Today, I’m smoking the salmon in the most primitive method I feel comfortable with, natural hardwood flame/smoke  (with the wood foraged from the neighborhood – totally primal!) With this method, you’re a little more tied to the process with tending the fire throughout the day. Fortunately, I work from home, so between calls, emails, and meetings I’m able to break away and see it’s progress. I’ve even set the timer on the ‘ole iPhone as to not forget – totally primal!

Here’s an interesting side note: Smoking salmon actually makes it BETTER for us! Really?…Really. An abstract found here, from 2009, indicates the oxidation of the oils is LESS oxidized (and better, more stable) when consumed. So, from a highest benefit, bang for the paleo buck perspective, Is Smoking Salmon Paleo? Yes ma’am!

Here’s a basic recipe to get you started. After consulting the internet, it’s become VERY clear that A).

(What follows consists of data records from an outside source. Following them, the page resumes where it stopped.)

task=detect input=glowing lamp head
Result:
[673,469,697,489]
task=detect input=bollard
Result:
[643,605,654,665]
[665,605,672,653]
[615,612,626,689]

There are a lot of freaking “experts” on how to best smoke meats, B). Everyone has an opinion, and C). It’s more of an art than science, so don’t get frustrated your first time! 

In a large bowl mix the following:

  • One quart of water
  • 1/2 cup of Sea Salt (use the good stuff – NOT Morton)
  • 3/4 cup of honey (you can use sugar or brown sugar, but I typically don’t use refined sugars)
  • tablespoon of pepper flakes
  • A few shakes of Gluten Free Soy Sauce (1/4 cup or so).

Again, this recipe is JUST a stepping off point. You can add just about anything you’d like. Salt and sweet (or not) is about the only thing you really need to do. Some just do the salt. 

Mix it all together and make sure everything is desolved, then add your salmon either whole slabs, small chucks or anything in between.

Let sit 10-12 hours in the refrigerator overnight.  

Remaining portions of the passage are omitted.